"Europe is in danger" with these words of Polish Minister of Finance Jan-Vincent Rostowski started the debate in the European Parliament on Wednesday morning (September 14) dedicated to the debt crisis. This was only the beginning of many strong words and passions expressed during the two-hour debate, caused by the unabating pressure of the markets because of the constantly growing fears whether time has come for Greece to default, about the condition of the French banks (because of Greece), Germany's behaviour, Italy's (who wonders whether to ask China for help). And not only that there was unanimity regarding the extent of anxiety during the debate, but what was also interesting was the amazing synchronous in speaking about federalism in the EU as the only means left for survival.
In his capacity as a representative of the Union's Presidency, the Polish minister of finance made a powerful statement, saying that a falling apart of the euro area should not be allowed in any occasion. "If the eurozone breaks up the EU will also not survive much longer", he explained and quoted data of the Swiss UBS bank, according to which if any of the weak and poor countries of the eurozone would leave it or was to be kicked out, the cost for its economy for the first year would be 40-50% of its gross domestic product. With the richer and powerful states the situation is a little better but again the losses are big - only for the first year they will be some 10-25% of GDP. The Polish finance minister's statement ended very emotionally with the following story he told the MEPs:
"Last week I was at an airport and I met a colleague of mine, he worked with me on the first years of economic Polish transformation in the Ministry of Finance. Right now he's a president of a huge bank.
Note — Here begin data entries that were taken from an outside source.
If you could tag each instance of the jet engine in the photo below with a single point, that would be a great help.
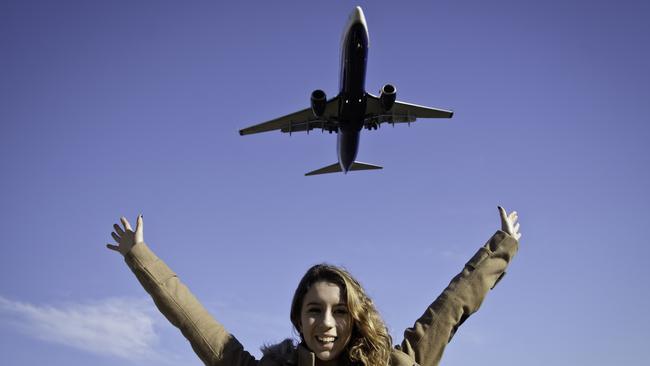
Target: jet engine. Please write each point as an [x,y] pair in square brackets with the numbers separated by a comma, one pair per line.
[318,102]
[387,96]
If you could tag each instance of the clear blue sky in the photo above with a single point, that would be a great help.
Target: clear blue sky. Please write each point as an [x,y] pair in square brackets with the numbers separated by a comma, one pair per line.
[121,107]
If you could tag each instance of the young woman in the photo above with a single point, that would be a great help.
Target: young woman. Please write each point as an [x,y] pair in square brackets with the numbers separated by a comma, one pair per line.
[337,322]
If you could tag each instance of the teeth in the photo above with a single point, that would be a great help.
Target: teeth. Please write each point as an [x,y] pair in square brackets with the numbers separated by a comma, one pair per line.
[326,339]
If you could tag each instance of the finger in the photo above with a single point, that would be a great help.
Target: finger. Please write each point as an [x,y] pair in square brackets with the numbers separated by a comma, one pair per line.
[139,228]
[139,224]
[118,230]
[126,224]
[502,212]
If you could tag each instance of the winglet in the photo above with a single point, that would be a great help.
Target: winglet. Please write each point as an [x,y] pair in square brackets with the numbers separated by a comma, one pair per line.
[336,167]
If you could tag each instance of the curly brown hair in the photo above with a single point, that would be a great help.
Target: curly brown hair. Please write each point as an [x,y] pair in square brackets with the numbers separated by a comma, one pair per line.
[371,343]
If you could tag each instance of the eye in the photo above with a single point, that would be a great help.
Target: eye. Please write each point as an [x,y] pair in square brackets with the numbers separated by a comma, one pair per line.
[313,310]
[341,311]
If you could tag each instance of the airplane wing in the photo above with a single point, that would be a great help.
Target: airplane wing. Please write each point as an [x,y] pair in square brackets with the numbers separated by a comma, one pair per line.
[400,113]
[303,120]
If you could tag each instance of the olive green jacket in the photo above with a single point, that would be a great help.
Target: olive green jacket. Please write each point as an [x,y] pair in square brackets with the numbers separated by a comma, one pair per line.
[423,343]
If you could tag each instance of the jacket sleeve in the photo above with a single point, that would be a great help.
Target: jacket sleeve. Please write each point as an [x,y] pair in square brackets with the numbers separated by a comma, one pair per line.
[209,339]
[427,339]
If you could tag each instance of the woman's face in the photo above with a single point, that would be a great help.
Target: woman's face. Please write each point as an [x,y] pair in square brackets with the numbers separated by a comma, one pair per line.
[325,322]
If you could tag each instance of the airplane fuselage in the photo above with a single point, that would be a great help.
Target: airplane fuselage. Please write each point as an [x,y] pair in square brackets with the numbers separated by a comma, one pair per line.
[352,91]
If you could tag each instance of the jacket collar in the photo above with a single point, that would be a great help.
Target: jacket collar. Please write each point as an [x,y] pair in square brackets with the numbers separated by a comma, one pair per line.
[308,358]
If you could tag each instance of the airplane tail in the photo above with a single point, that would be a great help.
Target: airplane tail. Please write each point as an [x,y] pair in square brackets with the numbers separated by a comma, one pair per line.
[336,167]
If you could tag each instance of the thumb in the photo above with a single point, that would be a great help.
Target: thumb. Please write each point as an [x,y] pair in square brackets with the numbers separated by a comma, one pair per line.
[139,229]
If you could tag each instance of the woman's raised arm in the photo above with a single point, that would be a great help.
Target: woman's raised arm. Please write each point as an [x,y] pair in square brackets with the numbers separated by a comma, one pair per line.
[427,339]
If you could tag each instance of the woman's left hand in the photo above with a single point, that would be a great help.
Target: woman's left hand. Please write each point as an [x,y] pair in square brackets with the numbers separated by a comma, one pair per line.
[126,238]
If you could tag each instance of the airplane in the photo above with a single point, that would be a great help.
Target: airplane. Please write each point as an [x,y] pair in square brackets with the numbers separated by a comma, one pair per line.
[353,108]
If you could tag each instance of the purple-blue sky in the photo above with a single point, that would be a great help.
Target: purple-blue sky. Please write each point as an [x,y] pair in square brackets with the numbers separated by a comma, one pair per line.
[116,108]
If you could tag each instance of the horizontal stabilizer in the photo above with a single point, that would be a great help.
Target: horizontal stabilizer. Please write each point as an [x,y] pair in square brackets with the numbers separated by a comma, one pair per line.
[336,167]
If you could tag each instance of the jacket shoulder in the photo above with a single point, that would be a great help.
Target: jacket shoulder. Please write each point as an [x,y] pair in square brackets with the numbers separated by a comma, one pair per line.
[280,354]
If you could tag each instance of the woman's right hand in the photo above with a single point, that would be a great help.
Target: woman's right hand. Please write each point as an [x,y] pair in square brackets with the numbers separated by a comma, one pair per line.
[126,238]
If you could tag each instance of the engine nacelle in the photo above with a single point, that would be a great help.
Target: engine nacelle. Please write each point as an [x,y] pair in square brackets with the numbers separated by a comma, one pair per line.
[387,96]
[318,102]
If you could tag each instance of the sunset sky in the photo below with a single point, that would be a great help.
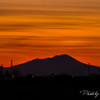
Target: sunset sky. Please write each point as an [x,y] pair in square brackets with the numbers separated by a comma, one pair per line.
[32,29]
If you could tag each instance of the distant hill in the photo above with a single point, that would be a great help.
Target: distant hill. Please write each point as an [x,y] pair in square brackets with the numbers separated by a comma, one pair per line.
[60,64]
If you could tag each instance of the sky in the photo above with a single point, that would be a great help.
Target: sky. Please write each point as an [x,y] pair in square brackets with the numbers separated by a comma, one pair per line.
[31,29]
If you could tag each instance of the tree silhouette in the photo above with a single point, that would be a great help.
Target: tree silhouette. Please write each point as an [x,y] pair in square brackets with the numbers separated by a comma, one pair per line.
[7,74]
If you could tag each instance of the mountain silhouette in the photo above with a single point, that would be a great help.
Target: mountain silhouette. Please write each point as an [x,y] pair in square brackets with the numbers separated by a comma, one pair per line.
[60,64]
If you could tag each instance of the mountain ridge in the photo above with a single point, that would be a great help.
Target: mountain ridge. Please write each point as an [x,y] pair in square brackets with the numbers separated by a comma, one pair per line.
[59,64]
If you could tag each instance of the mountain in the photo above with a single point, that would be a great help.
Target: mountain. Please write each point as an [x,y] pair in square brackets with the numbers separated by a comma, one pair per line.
[60,64]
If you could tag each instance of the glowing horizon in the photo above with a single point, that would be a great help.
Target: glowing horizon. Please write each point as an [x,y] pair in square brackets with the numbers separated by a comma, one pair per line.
[32,29]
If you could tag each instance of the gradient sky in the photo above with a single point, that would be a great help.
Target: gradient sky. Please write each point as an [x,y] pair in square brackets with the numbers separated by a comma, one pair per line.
[32,29]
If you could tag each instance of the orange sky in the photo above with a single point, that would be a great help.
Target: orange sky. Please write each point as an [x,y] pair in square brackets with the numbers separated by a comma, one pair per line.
[32,29]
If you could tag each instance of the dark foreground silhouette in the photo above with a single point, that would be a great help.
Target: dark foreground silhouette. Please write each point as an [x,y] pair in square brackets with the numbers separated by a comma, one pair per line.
[52,87]
[61,64]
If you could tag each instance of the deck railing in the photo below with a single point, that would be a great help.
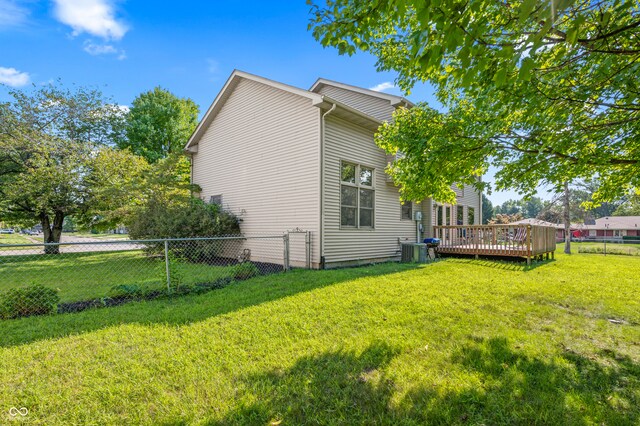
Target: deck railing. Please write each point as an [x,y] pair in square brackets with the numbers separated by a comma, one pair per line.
[530,241]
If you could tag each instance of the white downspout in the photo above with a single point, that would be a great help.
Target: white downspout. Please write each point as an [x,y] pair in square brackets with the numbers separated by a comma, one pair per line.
[322,134]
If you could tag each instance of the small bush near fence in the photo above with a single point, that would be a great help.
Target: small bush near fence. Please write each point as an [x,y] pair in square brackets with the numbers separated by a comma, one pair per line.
[101,274]
[26,301]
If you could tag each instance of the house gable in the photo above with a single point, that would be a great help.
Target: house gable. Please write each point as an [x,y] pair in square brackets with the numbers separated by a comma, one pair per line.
[376,104]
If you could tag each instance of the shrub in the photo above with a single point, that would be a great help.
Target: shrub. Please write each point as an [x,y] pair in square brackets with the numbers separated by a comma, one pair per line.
[184,219]
[27,301]
[245,270]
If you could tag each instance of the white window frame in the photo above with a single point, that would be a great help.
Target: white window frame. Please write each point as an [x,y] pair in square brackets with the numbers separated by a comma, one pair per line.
[402,206]
[358,187]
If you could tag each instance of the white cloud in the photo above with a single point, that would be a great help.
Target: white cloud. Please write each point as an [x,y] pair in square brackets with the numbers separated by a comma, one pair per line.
[103,49]
[95,17]
[14,78]
[12,14]
[213,66]
[383,86]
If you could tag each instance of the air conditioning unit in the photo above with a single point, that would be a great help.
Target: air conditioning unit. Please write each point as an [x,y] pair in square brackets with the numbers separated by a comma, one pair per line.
[414,253]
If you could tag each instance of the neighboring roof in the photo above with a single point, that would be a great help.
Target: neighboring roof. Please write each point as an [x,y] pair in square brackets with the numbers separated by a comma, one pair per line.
[532,221]
[616,222]
[393,99]
[320,101]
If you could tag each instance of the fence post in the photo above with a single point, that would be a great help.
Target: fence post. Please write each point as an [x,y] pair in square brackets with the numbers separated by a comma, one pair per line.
[166,264]
[307,242]
[529,245]
[286,252]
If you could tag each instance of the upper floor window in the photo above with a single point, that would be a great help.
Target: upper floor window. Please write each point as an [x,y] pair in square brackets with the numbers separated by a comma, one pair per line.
[357,196]
[459,215]
[407,211]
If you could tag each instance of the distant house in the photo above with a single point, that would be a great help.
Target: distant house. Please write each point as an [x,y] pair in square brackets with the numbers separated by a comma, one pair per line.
[281,157]
[613,227]
[559,227]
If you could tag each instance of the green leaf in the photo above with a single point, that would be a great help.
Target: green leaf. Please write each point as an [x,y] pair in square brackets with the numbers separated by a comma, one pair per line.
[525,69]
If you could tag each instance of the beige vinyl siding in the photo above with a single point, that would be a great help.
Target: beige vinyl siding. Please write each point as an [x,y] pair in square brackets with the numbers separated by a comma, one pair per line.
[370,105]
[465,197]
[347,142]
[261,152]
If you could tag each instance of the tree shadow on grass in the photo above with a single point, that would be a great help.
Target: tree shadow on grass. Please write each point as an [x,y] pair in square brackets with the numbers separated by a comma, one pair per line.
[509,387]
[181,310]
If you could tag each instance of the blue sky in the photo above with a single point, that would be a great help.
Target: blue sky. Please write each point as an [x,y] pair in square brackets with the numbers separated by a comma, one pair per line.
[188,47]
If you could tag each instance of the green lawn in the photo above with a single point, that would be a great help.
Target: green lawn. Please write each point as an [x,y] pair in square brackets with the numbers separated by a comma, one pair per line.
[14,239]
[87,276]
[456,342]
[612,248]
[96,236]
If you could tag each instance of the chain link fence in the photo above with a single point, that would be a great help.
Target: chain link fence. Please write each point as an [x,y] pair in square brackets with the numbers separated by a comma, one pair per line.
[621,246]
[38,279]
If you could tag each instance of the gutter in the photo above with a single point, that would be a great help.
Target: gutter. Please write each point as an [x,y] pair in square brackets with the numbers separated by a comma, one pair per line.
[322,134]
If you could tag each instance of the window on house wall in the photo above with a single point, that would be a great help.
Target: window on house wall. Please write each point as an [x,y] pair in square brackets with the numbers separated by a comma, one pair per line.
[407,211]
[471,216]
[216,199]
[357,196]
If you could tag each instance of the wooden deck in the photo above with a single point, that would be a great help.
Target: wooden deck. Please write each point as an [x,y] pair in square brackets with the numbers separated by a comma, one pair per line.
[529,241]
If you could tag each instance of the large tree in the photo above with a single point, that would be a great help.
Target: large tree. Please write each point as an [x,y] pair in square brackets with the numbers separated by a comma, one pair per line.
[55,159]
[547,91]
[159,123]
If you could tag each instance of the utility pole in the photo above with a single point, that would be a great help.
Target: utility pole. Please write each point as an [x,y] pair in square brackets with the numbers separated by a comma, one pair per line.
[567,218]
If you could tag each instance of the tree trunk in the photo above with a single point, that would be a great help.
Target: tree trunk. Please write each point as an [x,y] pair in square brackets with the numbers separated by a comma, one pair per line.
[52,231]
[567,219]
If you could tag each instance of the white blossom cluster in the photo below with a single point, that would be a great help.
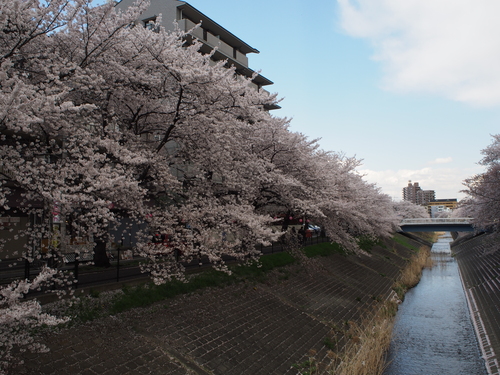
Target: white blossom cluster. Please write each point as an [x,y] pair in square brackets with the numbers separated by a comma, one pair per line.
[483,193]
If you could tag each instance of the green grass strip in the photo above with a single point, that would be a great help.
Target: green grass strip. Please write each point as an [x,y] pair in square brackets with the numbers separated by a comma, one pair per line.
[147,294]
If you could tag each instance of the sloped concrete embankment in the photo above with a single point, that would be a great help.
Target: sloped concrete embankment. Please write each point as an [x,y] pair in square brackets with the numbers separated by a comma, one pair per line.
[479,263]
[265,328]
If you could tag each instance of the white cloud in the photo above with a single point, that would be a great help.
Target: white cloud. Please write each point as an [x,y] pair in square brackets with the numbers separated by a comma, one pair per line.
[446,182]
[441,160]
[448,47]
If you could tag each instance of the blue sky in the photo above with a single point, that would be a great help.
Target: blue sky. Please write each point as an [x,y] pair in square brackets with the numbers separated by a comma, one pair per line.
[411,87]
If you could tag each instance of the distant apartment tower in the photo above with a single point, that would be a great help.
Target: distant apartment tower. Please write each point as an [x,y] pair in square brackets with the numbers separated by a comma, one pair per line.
[413,193]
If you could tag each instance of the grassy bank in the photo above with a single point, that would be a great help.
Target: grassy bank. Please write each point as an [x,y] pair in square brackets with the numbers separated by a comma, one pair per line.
[370,340]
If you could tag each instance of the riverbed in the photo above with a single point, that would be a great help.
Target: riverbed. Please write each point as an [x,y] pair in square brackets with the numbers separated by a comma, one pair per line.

We were talking about the crisis in the eurozone and he said to me - 'you know, after all these shocks, political shocks, economic shocks, it is very rare indeed that during the next 10 years one can avoid a war'. A war ladies and gentlemen!", Jacek Rostowski concluded, affording himself a very untypical for his position statement that he was considering securing his children with a green card for the US.
Although not saying anything new in essence, the European Commission President's address contained not less anxiety and tough language. Jose Manuel Barroso again emphasised that it was time everything agreed so far to be immediately approved and implemented. "We are confronted with the most serious challenge for a generation", he said. Mr Barroso addressed with the same tough tone both the countries that needed help and those that were expected to help them.
"All euro area member states have made commitments and are making efforts to put in order their public finances and to implement the economic reforms that are a pre-condition for growth. All of these member states must now demonstrate in a convincing way that they are serious. It is not enough to make plans. It is action that counts. And those Euro area member states that are providing the assistance so crucial for the survival and the stability of the euro, must show even more clearly that they are determined to deliver support to countries that implement their programmes, as they have agreed".
Barroso again recalled that Europe needed economic growth and jobs creation. The EU' chief executive was first to mention the word 'federalism' during the debate and was definitely not the last to do so: "The only right way to stop the negative cycle and to strengthen the euro is to deepen integration, namely within the euro area, based on the Community method. This is the way to go. It is also the only way for the Euro area to really play the role that investors and global partners expect it to play. What we need now is a new, unifying impulse – 'un nouveau moment fédérateur', let's not be afraid of the word, moment fédérateur is indispensable". It is obvious that by stressing on the community method Barroso indirectly said he disapproved the idea launched by Chancellor Angela Merkel and French President Nicolas Sarkozy for the creation of a government of the eurozone, consisting of its member states and headed by Herman Van Rompuy.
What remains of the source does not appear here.